Dowling has been an artist in residence for prisons in Massachusetts and San Francisco.
She was in Calgary Jan. 15 as part of the 23rd annual High Performance Rodeo presented by the One Yellow Rabbit Performance Theater to talk about her experiences.
The piece highlighted for the High Performance Rodeo is called 59 Places. In a phone interview Dowling said she collaborated closely with fellow artist Julie Lichtenberg on the piece that is based on the stories of inmates. 59 Places is part of a project called the Performance Project, which is a dance theater company in North Hampton, Mass. where she used to live.
Dowling describes it as, “a collaboration of professional artists and people who are incarcerated.”
“The talk went very well. The room was packed and they even had to turn away people,” said Anne Flynn, professor, program of dance and manager of the Urban Dance Project.
“I was thrilled that there was such a great response to the event and the support from both Theatre Junction and One Yellow Rabbit to co-present the talk is a positive sign of how arts groups can collaborate to make good things happen.”
As well as the talk, Dowling taught a movement workshop to over 60 dance and drama students and faculty at the U of C.
“It was a great workshop and one of the rare times that dance and drama students have gotten together for a workshop,” said Flynn.
“It’s always good to have people come and visit and share the work they are doing. It’s basic circulation of ideas and approaches, and we learn from other people’s experiences, their projects, their funding strategies, all kinds of things. It’s important to feel that you are not working in isolation and that there is a broader community out there working on some of the same things.”
Dowling was in residency at a medium security facility at North Hampton for five years. She worked with different groups and produced four different full-length plays.
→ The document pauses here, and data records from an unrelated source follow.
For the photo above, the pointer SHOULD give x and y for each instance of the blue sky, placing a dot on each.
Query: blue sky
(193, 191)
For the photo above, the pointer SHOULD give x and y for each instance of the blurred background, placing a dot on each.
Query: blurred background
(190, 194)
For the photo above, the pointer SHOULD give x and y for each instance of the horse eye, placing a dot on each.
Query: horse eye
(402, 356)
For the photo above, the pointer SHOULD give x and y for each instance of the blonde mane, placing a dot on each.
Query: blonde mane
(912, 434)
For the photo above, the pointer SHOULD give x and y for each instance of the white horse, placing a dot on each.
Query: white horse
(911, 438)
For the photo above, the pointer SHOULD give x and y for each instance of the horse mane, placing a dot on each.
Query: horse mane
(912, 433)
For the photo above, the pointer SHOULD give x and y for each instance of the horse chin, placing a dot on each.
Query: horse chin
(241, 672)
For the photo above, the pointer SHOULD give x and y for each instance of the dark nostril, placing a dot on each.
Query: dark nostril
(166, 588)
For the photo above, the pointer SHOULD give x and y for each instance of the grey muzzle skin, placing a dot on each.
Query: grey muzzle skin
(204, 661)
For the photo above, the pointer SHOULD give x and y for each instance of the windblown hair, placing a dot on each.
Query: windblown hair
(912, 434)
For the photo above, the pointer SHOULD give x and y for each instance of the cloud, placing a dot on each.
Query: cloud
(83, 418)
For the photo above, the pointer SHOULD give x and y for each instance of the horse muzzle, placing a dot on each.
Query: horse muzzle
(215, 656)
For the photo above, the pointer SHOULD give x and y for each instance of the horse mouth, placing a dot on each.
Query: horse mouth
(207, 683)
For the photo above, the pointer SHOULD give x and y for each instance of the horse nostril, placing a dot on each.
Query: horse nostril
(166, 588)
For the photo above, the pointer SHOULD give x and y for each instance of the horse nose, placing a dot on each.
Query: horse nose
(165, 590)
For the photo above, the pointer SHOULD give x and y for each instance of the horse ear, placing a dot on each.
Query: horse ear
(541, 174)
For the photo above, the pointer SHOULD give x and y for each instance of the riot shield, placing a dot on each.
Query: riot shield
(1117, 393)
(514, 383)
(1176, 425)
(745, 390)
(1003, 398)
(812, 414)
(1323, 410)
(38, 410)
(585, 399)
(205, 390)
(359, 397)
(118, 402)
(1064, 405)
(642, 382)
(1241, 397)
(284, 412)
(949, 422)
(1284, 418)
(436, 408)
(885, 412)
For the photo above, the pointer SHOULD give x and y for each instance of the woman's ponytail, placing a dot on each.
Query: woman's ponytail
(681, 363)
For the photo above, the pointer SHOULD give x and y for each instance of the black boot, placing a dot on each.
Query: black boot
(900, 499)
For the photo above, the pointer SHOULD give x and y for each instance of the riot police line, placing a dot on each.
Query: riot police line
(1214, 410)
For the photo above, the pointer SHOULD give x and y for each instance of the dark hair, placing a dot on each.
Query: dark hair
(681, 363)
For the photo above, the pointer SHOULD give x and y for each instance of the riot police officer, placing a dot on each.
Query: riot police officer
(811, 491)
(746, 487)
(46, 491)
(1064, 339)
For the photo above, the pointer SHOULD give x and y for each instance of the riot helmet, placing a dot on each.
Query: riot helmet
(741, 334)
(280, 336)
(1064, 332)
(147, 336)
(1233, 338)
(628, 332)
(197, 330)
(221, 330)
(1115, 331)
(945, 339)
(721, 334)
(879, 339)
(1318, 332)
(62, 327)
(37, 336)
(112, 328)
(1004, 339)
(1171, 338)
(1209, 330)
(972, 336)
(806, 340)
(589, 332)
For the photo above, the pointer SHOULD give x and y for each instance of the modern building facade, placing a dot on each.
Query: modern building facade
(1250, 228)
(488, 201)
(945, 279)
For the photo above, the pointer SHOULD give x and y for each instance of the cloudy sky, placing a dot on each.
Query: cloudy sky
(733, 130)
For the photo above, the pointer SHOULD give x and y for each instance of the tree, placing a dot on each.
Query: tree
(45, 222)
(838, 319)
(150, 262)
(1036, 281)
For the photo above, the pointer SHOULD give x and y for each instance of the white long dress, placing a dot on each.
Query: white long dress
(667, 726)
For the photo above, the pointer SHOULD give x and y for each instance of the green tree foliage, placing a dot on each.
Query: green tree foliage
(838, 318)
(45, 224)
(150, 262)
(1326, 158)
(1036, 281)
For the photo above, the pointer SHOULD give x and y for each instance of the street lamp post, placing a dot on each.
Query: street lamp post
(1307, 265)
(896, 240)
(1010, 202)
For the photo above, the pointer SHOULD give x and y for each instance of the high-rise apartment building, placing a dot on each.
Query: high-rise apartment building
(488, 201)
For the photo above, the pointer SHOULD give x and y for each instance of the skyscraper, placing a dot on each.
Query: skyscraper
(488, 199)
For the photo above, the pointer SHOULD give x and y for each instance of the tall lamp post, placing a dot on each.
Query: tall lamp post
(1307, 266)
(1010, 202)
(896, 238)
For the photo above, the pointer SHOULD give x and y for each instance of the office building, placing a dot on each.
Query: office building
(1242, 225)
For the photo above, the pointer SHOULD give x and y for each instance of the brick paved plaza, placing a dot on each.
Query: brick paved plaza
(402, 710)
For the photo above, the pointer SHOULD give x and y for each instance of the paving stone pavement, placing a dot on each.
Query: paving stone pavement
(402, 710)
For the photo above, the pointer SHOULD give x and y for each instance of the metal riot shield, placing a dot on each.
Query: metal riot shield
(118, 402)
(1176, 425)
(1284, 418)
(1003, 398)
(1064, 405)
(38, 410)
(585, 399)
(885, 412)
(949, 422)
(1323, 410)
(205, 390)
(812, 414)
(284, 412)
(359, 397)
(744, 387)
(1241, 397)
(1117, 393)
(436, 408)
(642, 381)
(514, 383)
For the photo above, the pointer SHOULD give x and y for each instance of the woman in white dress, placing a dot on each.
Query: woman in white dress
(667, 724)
She said the plays were attended by the sheriff, chief of police and family members of the performers.
She said there are over 2 million people incarcerated in the United States alone and that, “each one of those people is somebodies son or a mother or a father,” and that the effect of that on communities is profound and using the arts is a way of starting a dialogue.
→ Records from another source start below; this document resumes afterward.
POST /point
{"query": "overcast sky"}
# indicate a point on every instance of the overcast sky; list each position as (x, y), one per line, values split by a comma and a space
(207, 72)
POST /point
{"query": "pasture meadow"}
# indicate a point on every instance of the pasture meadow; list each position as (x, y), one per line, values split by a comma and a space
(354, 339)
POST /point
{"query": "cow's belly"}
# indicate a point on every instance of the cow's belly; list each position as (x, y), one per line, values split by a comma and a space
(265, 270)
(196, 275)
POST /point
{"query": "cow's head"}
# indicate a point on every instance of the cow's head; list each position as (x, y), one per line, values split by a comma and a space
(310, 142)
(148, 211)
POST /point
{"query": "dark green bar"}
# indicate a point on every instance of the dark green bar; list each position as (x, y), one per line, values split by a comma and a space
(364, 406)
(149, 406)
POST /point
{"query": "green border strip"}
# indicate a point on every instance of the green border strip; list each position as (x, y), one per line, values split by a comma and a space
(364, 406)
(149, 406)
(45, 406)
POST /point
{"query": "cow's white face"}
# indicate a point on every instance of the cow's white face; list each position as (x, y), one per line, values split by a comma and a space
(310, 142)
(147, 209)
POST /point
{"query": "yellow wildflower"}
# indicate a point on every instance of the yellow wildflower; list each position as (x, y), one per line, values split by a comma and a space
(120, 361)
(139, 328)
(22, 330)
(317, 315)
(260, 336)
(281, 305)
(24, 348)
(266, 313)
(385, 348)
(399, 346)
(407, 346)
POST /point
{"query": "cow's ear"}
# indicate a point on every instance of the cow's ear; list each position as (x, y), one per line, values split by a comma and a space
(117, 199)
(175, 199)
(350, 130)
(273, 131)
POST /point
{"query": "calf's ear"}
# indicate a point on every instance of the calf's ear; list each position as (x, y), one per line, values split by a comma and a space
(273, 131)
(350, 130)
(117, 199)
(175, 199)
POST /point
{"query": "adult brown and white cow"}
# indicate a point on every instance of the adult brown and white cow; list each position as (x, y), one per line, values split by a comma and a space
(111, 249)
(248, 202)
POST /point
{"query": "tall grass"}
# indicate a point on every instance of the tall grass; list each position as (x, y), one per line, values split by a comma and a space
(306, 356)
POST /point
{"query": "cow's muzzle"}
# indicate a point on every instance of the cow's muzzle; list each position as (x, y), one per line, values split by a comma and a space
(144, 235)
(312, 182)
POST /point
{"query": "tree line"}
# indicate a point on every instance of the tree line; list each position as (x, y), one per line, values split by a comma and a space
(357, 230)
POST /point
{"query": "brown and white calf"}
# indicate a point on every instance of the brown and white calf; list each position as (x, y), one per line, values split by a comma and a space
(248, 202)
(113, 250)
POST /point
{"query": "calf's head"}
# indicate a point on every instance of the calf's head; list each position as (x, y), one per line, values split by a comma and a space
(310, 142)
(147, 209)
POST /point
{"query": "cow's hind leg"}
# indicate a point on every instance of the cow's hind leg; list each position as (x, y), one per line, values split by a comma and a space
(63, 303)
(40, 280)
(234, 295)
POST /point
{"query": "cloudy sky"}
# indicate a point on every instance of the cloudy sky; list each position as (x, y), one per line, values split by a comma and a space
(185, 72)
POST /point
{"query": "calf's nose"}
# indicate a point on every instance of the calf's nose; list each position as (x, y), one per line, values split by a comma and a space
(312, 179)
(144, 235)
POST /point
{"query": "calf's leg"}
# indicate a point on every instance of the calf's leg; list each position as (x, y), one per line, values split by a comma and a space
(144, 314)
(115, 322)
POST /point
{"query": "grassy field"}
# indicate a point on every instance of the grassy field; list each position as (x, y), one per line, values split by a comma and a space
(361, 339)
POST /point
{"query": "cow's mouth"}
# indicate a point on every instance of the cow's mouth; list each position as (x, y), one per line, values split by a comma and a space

In San Francisco, Dowling is working with a women’s prison and a men’s program called Resolve to Stop the Violence. She said the program is based on the idea of restorative justice.
“When people have done a violent act there are ways through their own self reflection … to restore a sense of safety to the victim,” Dowling said, noting that theater plays a huge role in that.
The High Performance Rodeo runs until Jan. 31.